Neumünster/Berlin Nach knapp zwei Wochen in einem deutschen Gefängnis ist der katalanische Separatistenführer Carles Puigdemont unter Auflagen wieder frei. Es wird damit gerechnet, dass er sich am Samstag in Berlin auf einer Pressekonferenz äußern wird. In Neumünster ist für den Nachmittag eine Demonstration von Linken gegen eine Auslieferung des von der spanischen Justiz verfolgten Politikers geplant. Zu Ende ist der Streit zwischen Barcelona und Madrid aber noch lange nicht. Das Oberste Gericht Spaniens erwägt gar, den Europäischen Gerichtshof (EuGH) in Luxemburg einzuschalten.
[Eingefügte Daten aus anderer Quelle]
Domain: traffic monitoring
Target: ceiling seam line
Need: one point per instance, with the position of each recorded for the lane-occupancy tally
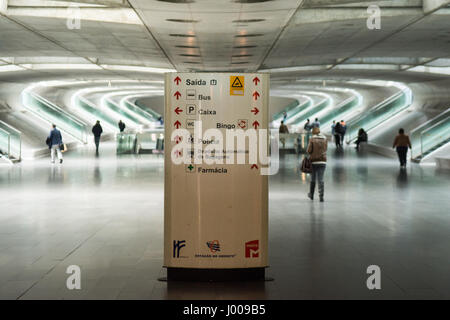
(280, 34)
(55, 43)
(386, 37)
(151, 34)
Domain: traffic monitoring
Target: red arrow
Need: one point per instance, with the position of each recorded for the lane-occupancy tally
(255, 110)
(178, 110)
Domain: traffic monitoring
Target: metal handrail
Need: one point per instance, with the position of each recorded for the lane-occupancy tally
(56, 108)
(19, 133)
(428, 129)
(377, 106)
(429, 121)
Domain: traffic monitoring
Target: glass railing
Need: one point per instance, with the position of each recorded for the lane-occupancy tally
(92, 110)
(154, 114)
(298, 111)
(120, 112)
(289, 109)
(380, 113)
(125, 143)
(430, 135)
(144, 114)
(311, 112)
(10, 141)
(337, 114)
(150, 140)
(52, 113)
(296, 141)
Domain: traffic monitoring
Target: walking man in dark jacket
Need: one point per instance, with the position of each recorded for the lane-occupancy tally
(54, 143)
(121, 126)
(97, 131)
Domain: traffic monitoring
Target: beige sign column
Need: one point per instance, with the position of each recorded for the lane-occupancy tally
(216, 215)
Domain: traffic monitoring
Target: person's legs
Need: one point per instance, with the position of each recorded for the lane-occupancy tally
(404, 153)
(401, 155)
(52, 154)
(337, 140)
(312, 184)
(97, 143)
(58, 151)
(320, 174)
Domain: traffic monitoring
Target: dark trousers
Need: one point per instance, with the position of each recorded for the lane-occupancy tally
(97, 142)
(317, 173)
(337, 140)
(402, 152)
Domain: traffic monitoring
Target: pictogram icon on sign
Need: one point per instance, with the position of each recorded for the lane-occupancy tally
(252, 249)
(236, 85)
(178, 110)
(242, 123)
(190, 94)
(178, 153)
(191, 109)
(178, 139)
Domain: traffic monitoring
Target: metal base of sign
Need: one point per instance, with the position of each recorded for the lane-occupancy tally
(216, 275)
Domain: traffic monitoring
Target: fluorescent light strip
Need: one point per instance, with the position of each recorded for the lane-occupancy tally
(426, 69)
(11, 68)
(136, 68)
(299, 68)
(57, 66)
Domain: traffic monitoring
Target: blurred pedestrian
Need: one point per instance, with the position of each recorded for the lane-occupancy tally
(401, 143)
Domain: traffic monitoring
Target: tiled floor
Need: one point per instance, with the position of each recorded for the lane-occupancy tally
(106, 215)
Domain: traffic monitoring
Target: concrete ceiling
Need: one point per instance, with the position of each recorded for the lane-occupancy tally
(224, 35)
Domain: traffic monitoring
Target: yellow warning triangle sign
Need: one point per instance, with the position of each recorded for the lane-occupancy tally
(237, 83)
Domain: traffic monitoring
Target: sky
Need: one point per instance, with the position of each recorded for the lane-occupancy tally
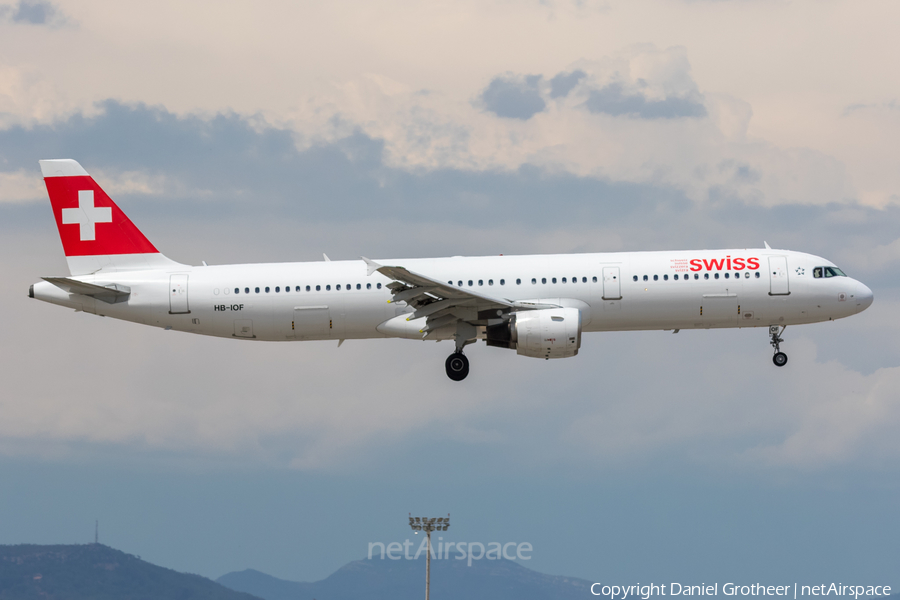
(269, 131)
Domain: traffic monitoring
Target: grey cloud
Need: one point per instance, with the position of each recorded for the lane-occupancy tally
(514, 97)
(852, 108)
(33, 13)
(614, 100)
(235, 173)
(563, 83)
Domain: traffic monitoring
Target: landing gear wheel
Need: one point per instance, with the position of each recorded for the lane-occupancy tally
(457, 366)
(780, 358)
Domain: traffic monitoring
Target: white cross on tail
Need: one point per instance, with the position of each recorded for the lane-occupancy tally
(87, 215)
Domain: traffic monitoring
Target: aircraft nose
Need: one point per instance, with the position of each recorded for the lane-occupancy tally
(864, 296)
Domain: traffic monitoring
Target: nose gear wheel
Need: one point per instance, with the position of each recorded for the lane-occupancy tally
(780, 358)
(457, 366)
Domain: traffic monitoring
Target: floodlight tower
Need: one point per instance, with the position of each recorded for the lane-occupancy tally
(428, 525)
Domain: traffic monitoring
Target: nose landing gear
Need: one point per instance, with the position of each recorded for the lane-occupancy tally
(780, 358)
(457, 366)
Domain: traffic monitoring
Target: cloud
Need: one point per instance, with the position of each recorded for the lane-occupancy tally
(33, 12)
(614, 100)
(236, 190)
(563, 83)
(514, 97)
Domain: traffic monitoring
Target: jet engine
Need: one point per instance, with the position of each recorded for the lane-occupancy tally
(544, 333)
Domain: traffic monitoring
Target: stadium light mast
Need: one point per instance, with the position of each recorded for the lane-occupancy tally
(428, 525)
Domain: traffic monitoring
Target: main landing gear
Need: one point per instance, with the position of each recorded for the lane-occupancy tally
(457, 366)
(780, 358)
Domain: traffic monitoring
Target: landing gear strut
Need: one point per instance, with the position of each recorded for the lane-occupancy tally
(780, 358)
(457, 366)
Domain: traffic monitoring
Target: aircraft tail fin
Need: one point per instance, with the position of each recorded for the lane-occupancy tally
(96, 235)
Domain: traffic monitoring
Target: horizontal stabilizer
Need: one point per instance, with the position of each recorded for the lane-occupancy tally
(109, 292)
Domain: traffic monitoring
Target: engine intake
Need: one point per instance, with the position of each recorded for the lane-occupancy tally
(545, 333)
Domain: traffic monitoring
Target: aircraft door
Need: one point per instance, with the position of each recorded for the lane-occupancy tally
(612, 288)
(178, 302)
(311, 322)
(778, 276)
(243, 328)
(720, 310)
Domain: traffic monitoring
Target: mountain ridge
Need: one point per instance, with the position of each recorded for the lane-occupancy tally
(97, 572)
(378, 579)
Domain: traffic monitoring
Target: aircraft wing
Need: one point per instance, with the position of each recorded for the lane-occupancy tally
(443, 303)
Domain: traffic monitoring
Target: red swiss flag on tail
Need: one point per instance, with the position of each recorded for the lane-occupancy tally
(89, 221)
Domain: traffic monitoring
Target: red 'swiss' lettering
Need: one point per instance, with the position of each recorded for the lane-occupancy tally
(727, 264)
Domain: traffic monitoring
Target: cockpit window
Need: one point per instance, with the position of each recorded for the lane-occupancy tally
(828, 272)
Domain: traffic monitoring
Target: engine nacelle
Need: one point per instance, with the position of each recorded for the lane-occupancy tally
(545, 333)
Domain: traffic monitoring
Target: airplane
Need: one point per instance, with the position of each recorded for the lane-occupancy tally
(538, 305)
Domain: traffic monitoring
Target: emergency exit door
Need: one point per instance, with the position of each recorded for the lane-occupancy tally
(778, 276)
(612, 287)
(178, 303)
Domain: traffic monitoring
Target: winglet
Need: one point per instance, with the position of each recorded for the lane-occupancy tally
(371, 265)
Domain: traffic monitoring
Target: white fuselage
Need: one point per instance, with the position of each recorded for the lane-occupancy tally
(614, 291)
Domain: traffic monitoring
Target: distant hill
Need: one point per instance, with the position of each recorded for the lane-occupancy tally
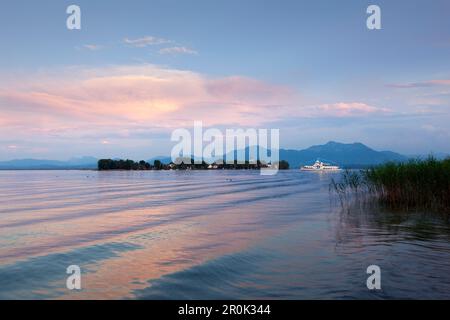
(351, 155)
(342, 154)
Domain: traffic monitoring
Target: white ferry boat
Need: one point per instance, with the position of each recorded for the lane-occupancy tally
(320, 166)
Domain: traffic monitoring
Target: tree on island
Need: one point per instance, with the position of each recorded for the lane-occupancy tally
(183, 164)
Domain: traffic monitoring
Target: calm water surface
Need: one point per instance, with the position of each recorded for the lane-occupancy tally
(208, 235)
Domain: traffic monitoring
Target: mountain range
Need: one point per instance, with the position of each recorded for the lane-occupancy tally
(350, 155)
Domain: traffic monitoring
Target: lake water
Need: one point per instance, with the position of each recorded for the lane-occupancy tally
(208, 235)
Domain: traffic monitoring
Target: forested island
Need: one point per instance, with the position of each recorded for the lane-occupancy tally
(110, 164)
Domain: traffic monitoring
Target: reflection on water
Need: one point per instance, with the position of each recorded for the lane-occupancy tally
(215, 234)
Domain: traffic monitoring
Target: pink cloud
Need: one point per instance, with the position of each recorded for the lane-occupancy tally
(96, 103)
(349, 109)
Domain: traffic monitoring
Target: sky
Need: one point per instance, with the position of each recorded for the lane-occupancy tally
(137, 70)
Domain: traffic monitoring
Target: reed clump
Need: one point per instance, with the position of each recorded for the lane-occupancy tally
(412, 185)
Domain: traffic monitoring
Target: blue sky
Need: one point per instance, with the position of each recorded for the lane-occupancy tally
(310, 68)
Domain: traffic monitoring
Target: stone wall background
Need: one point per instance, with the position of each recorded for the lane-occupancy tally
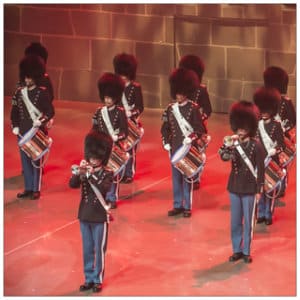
(236, 41)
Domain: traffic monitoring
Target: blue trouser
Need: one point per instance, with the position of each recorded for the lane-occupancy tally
(242, 216)
(113, 194)
(32, 175)
(131, 163)
(94, 242)
(264, 207)
(182, 190)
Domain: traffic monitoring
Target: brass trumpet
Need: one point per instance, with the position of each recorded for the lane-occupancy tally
(229, 140)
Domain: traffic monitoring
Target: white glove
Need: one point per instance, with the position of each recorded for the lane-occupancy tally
(114, 137)
(37, 123)
(167, 147)
(187, 140)
(16, 130)
(128, 113)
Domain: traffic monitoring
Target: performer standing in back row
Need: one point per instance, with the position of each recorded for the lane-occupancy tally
(276, 77)
(33, 109)
(271, 136)
(246, 179)
(125, 65)
(200, 96)
(181, 125)
(111, 119)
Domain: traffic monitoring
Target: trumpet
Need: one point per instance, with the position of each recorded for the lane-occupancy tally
(229, 140)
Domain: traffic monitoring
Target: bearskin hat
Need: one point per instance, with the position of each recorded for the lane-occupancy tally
(193, 62)
(267, 100)
(277, 78)
(36, 48)
(32, 66)
(183, 81)
(244, 115)
(125, 65)
(98, 145)
(111, 85)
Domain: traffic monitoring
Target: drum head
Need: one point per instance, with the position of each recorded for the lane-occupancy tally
(28, 136)
(180, 153)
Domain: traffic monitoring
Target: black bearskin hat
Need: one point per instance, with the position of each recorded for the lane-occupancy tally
(125, 65)
(277, 78)
(193, 62)
(32, 66)
(37, 48)
(111, 85)
(98, 145)
(267, 100)
(244, 115)
(183, 81)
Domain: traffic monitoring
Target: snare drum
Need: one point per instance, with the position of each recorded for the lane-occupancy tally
(288, 154)
(117, 160)
(135, 133)
(35, 143)
(274, 176)
(188, 160)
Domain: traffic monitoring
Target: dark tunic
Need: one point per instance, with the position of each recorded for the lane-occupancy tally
(19, 114)
(241, 180)
(90, 209)
(170, 130)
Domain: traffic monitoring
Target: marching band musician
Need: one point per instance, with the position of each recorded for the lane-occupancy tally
(276, 77)
(31, 107)
(125, 65)
(111, 119)
(245, 184)
(272, 138)
(95, 180)
(36, 48)
(181, 124)
(200, 96)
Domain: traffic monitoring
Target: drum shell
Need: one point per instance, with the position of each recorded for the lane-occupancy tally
(117, 160)
(35, 143)
(288, 154)
(188, 160)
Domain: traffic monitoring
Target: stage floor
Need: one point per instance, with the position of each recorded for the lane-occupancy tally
(149, 253)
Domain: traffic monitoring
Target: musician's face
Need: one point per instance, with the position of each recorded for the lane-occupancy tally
(242, 133)
(180, 98)
(108, 101)
(29, 82)
(265, 116)
(95, 162)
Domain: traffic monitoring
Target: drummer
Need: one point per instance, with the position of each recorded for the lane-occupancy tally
(33, 111)
(111, 119)
(272, 138)
(181, 126)
(125, 65)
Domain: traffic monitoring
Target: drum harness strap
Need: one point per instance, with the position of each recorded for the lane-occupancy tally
(184, 125)
(32, 110)
(105, 116)
(267, 141)
(101, 200)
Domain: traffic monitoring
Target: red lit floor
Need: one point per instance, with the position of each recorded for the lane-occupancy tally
(149, 253)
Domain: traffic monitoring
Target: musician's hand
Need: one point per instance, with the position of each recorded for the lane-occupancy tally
(37, 123)
(187, 140)
(16, 130)
(167, 147)
(114, 137)
(128, 113)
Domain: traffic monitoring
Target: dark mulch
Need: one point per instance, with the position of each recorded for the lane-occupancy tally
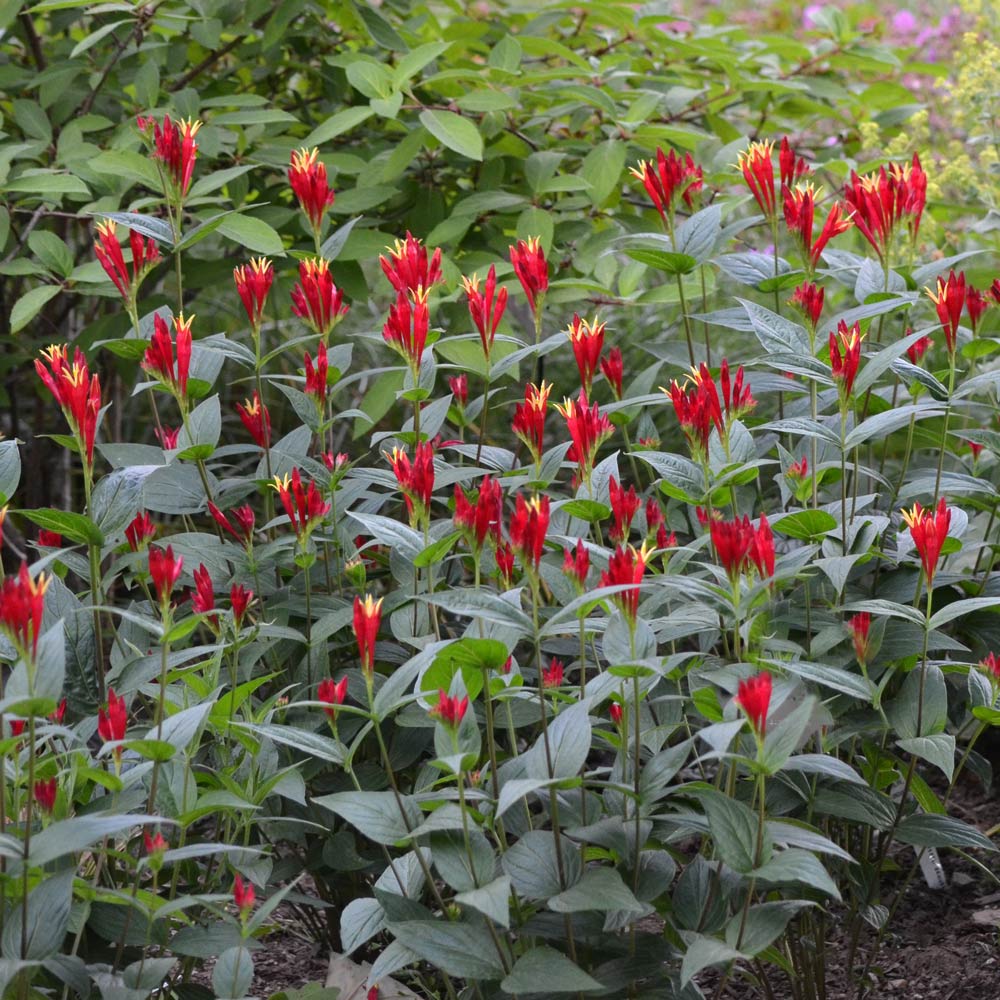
(942, 944)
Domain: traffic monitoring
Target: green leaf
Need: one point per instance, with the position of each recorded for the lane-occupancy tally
(703, 952)
(599, 889)
(455, 132)
(78, 833)
(314, 744)
(533, 867)
(733, 826)
(47, 920)
(776, 334)
(381, 31)
(254, 234)
(959, 608)
(461, 949)
(343, 121)
(29, 305)
(663, 260)
(546, 966)
(491, 900)
(796, 865)
(76, 527)
(938, 749)
(602, 168)
(232, 974)
(10, 469)
(941, 831)
(805, 524)
(374, 814)
(150, 226)
(567, 746)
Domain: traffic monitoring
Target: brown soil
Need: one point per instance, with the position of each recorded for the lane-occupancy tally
(941, 945)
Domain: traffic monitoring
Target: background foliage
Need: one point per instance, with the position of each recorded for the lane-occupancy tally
(473, 126)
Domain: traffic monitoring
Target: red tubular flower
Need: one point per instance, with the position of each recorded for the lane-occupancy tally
(76, 391)
(976, 303)
(416, 478)
(450, 709)
(798, 471)
(614, 370)
(167, 436)
(405, 330)
(881, 201)
(528, 528)
(697, 412)
(253, 283)
(790, 166)
(737, 399)
(732, 541)
(307, 177)
(256, 420)
(459, 385)
(845, 356)
(22, 605)
(154, 845)
(949, 300)
(762, 548)
(587, 339)
(244, 518)
(532, 270)
(316, 299)
(316, 378)
(529, 417)
(554, 674)
(303, 505)
(159, 359)
(859, 626)
(367, 618)
(243, 896)
(45, 792)
(626, 567)
(139, 531)
(239, 599)
(754, 697)
(481, 520)
(408, 268)
(175, 148)
(332, 693)
(670, 178)
(204, 592)
(928, 529)
(165, 571)
(576, 564)
(624, 507)
(757, 167)
(800, 206)
(588, 430)
(809, 298)
(918, 348)
(107, 249)
(505, 562)
(991, 664)
(112, 724)
(486, 307)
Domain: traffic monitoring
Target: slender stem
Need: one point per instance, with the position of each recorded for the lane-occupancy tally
(484, 416)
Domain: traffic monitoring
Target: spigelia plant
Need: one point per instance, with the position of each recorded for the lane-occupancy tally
(640, 693)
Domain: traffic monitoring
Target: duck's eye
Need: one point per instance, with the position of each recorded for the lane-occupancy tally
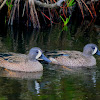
(93, 48)
(36, 51)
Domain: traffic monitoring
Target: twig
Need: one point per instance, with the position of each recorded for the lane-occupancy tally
(3, 4)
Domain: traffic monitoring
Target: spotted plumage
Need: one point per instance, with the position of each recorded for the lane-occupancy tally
(22, 62)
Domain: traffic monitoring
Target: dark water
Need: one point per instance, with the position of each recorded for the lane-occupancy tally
(55, 82)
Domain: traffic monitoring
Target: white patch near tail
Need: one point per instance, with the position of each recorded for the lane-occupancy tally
(95, 50)
(39, 54)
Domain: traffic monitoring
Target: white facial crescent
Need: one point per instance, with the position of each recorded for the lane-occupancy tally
(39, 54)
(95, 50)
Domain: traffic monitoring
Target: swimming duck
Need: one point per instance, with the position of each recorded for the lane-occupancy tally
(75, 58)
(22, 62)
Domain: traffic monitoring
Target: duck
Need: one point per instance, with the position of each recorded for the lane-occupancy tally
(75, 58)
(23, 62)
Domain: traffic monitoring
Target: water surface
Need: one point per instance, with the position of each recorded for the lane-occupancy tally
(55, 82)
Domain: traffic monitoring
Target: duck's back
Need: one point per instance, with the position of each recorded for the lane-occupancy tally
(74, 58)
(19, 62)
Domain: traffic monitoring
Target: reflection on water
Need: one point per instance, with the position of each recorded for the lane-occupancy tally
(55, 82)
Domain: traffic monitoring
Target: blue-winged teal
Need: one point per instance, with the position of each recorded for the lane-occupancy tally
(76, 58)
(22, 62)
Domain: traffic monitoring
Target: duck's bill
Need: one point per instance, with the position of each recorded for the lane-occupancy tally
(98, 52)
(45, 58)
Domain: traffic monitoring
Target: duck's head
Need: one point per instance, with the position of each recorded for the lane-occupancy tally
(36, 53)
(91, 49)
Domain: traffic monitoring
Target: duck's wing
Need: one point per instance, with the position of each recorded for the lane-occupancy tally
(13, 57)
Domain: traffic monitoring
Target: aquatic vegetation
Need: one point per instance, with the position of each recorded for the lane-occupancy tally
(38, 13)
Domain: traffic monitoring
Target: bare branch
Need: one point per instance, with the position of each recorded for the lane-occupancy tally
(3, 4)
(45, 5)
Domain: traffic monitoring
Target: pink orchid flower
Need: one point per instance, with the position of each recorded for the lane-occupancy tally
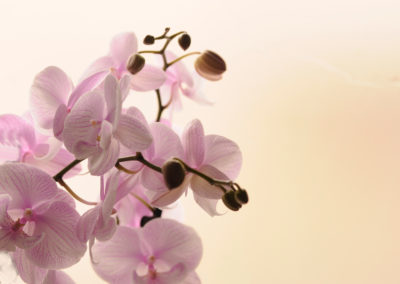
(20, 142)
(37, 217)
(95, 127)
(121, 48)
(53, 95)
(163, 251)
(32, 274)
(213, 155)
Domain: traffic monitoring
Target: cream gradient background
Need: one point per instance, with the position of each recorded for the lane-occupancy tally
(312, 96)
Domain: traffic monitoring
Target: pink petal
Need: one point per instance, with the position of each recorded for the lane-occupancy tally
(60, 247)
(102, 162)
(122, 46)
(16, 131)
(173, 242)
(223, 154)
(82, 125)
(116, 259)
(193, 143)
(133, 134)
(208, 205)
(148, 79)
(50, 89)
(203, 188)
(59, 119)
(27, 270)
(27, 186)
(168, 197)
(57, 277)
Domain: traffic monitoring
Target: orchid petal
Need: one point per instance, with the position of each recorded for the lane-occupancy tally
(223, 154)
(116, 259)
(172, 242)
(57, 277)
(193, 143)
(133, 134)
(16, 131)
(101, 162)
(148, 79)
(50, 89)
(60, 247)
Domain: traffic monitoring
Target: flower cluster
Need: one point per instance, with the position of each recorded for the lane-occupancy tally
(144, 168)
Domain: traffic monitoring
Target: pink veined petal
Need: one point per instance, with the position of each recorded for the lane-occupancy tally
(57, 277)
(223, 154)
(26, 185)
(116, 259)
(102, 162)
(168, 197)
(173, 242)
(113, 99)
(192, 278)
(16, 131)
(166, 143)
(202, 188)
(148, 79)
(82, 125)
(58, 123)
(122, 46)
(87, 223)
(60, 247)
(50, 89)
(193, 143)
(208, 205)
(28, 271)
(133, 134)
(175, 275)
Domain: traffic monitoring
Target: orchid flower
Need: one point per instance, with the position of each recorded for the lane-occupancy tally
(95, 127)
(38, 217)
(20, 142)
(213, 155)
(163, 251)
(121, 48)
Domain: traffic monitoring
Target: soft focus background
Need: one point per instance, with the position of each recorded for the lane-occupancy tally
(312, 96)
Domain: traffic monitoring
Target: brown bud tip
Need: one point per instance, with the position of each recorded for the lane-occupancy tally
(184, 41)
(135, 63)
(210, 65)
(241, 196)
(229, 200)
(174, 173)
(149, 39)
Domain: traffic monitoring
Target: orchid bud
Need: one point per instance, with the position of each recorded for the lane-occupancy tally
(229, 200)
(174, 173)
(149, 39)
(184, 41)
(210, 65)
(241, 196)
(135, 63)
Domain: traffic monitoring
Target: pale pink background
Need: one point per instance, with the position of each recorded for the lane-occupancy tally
(311, 96)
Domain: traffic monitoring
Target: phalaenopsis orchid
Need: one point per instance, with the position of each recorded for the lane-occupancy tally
(144, 167)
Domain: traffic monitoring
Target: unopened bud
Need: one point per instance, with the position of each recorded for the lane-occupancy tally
(149, 39)
(210, 65)
(241, 196)
(184, 41)
(229, 200)
(135, 63)
(174, 173)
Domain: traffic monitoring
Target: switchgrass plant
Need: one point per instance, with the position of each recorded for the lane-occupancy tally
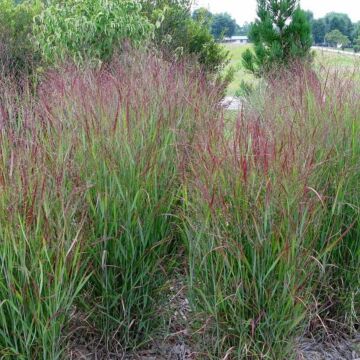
(272, 214)
(41, 223)
(89, 178)
(130, 122)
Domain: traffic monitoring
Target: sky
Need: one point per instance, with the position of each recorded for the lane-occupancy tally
(245, 10)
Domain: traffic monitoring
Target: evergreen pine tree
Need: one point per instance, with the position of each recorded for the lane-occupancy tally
(281, 35)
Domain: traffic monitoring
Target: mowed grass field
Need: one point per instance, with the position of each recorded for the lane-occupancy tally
(323, 59)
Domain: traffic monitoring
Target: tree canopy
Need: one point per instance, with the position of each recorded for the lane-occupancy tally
(336, 38)
(281, 34)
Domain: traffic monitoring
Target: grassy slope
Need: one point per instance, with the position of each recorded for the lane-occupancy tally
(322, 59)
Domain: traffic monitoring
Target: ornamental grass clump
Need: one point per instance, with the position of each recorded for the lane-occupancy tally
(90, 178)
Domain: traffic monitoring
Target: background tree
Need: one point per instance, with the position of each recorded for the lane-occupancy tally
(336, 38)
(281, 34)
(223, 25)
(179, 34)
(89, 29)
(18, 54)
(203, 15)
(341, 22)
(318, 31)
(243, 30)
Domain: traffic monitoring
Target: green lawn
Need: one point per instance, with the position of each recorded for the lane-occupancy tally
(241, 74)
(322, 59)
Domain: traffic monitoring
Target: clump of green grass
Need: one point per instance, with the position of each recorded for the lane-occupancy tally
(272, 220)
(41, 223)
(127, 145)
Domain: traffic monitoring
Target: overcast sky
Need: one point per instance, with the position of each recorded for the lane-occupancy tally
(245, 10)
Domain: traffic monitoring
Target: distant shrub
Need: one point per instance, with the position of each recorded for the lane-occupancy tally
(17, 54)
(177, 34)
(89, 29)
Der 55-jährige Puigdemont hatte am Freitag die Justizvollzugsanstalt Neumünster verlassen und sich auf den Weg nach Berlin gemacht. Das Oberlandesgericht (OLG) Schleswig hatte am Donnerstag zwar einen Auslieferungshaftbefehl erlassen, ihn aber unter Auflagen ausgesetzt. Dazu gehörte unter anderem die Hinterlegung einer Kaution von 75.000 Euro. Zudem darf Puigdemont Deutschland nicht verlassen, muss jeden Wechsel des Aufenthaltsorts mitteilen und sich einmal wöchentlich bei der Polizei melden – eigentlich in Neumünster, bei einem Wohnortwechsel kann er aber beim OLG beantragen, sich bei der dortigen Polizei zu melden. Ladungen der Justiz hat er zu folgen.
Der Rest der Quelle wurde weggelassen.